19

LA condujo a la suite del sandalfón y despidió a la doncella que la estaba limpiando. Aunque indudablemente ella iba a informar de aquello a los uzzitas, no le importaba. Su lámed y su licencia de cirujano le daban más libertad que el jac medio.

Halla cerró la puerta e insertó en la cerradura una llave de frecuencia.

—Mis tías llamarán por QB a Dannto diciéndole que estoy bien —indicó.

Cada uno de sus movimientos y palabras pasaban unos dedos suaves y cálidos sobre la piel de Leif. De pronto Leif contuvo el aliento y sintió una constricción en su pecho. Sus manos y el dorso de su nuca temblaron.

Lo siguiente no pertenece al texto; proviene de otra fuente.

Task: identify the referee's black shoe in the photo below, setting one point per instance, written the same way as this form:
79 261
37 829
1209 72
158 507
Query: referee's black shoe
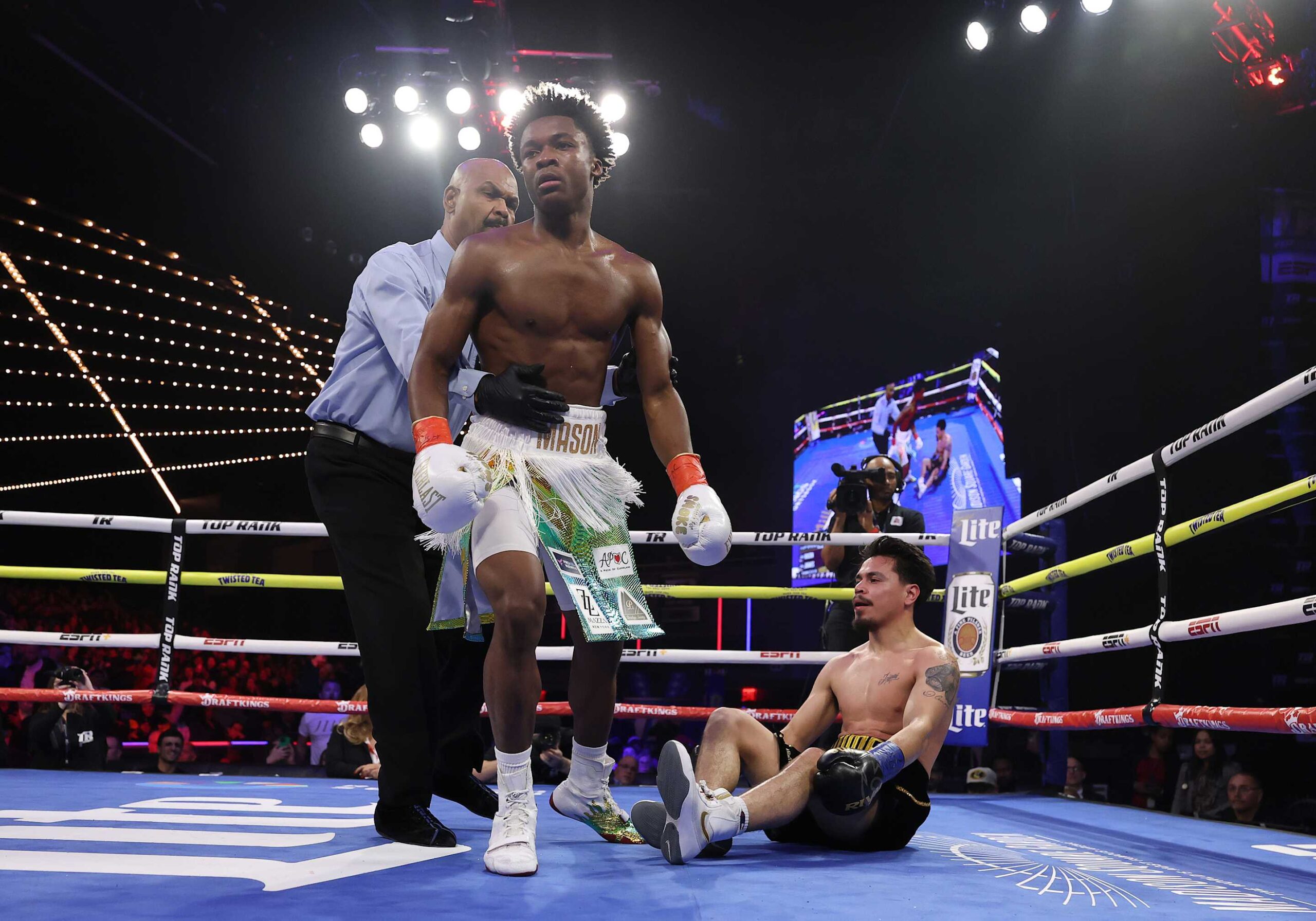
466 791
412 825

Ella se volvió de la puerta y cruzó la habitación hacia un escritorio. Ya fuera consciente o inconscientemente, sus caderas se agitaron sólo un poco más de lo que lo hacían normalmente. Leif lo sabía, porque la había observado bastante a menudo aquel día. No había ninguna duda al respecto. Desde el momento en que le había mirado para decirle que deseaba estar sola, el aire se había vuelto cargado. Si la repentina sensación se hacía más intensa, estaba seguro de que estallaría. Estaba luchando contra una presión interna; algo estaba creciendo en él; había estado allí desde hacía largo tiempo, latente, aguardando a ser iniciado por una mirada, un movimiento.

—¡Halla! —dijo con voz baja y ronca, casi incapaz de hablar.

Ella se detuvo, con su espalda vuelta parcialmente a él, su espina dorsal rígida, la brusca rigidez alzando sus henchidos pechos. Un pequeño movimiento de su cabeza arrojó destellos de luz ondulando a lo largo del rojo pelo.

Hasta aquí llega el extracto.